Let me remind everyone why, other things being equal,
the best climbers tend to be small and light:
Small cyclists excel at hill climbing because they generally have greater relative aerobic power (VO2max in ml·min-1·kg-1 ) than do large cyclists. This is also a consequence of scaling geometry: relative to body mass, smaller organisms have greater alveolar and capillary surface areas in the lungs, greater capillary surface areas in the muscles, and greater cross-sectional area of arteries for the delivery of blood. Examinations of elite endurance athletes from a variety of sports, including cycling, have revealed that VO2max scales with the 2/3 power of mass; that is, if a 60-kg elite athlete has a VO2max of 80 ml·min-1·kg-1, then a comparably trained elite athlete who weighs 100 kg would be expected to have a VO2max of only 68 ml·min-1·kg-1.
So the success at climbing of Ulle, LA and certain others does seem odd. Not impossible, but quite unlikely. We’re not talking about one outlier here, but four, who won every TDF but one over a period of fifteen years. Not just by time trialing well, but also by hanging with the competition, if not dominating it, on the climbs. I think RR and others are right to be suspicious of this.
But it's one thing to raise this issue, quite another to provide a coherent explanation for it. Your muscle density claim--as you have expressed it here-- has no apparent support in the scientific literature. It implies an understanding of oxygen transport that, if true, would seem to require a lot of re-writing of physiology textbooks. Blood boosting allows the blood to carry more oxygen, which in turn can be delivered to the muscles. It does not increase alveolar or capillary surface areas, or affect delivery in any other way, that we know of. As I said earlier, it’s possible that EPO, though certainly not transfusions, stimulates angiogenesis, but even if it does, there is no reason to believe it would do so preferentially in densely-muscled individuals.

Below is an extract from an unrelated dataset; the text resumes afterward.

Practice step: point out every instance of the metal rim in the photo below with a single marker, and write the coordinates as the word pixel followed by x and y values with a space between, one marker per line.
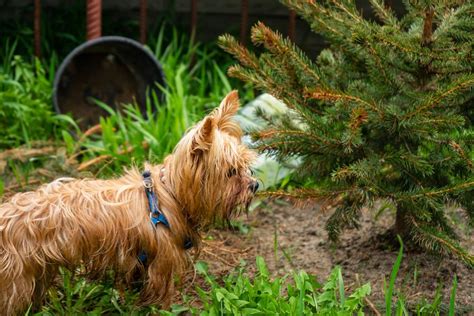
pixel 105 39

Moreover, there are known, accepted ways in which some riders can benefit more than others from the same blood boosting program. The most obvious is if they have a lower natural HT. When the 50% limit went into effect, this put a ceiling on HT, so riders with lower HTs could raise theirs to a larger degree. Even before this sanctioned limit, there was a physiological one. When HT goes above the mid-50s, the advantage of more RBCs tends to be cancelled by increased viscosity, hindering blood flow--though the peak HT surely varies from individual to individual, which adds another variable for individual differences.
Another possibility is the relationship between HT and V02. As RR has noted in several of his posts, this differs from rider to rider. There are also differences in how much an increase in V02 a rider achieves with a given increase in HT. So this, too, would benefit certain dopers more than others.
I don't have any problem with explanations like this. What I have a problem with is arguing that the common denominator is muscle density, and that even though this is supposed to be independent of rider size or weight, almost all the riders who benefitted from muscle density just happened to be large ones who would not have been good climbers in a clean peloton.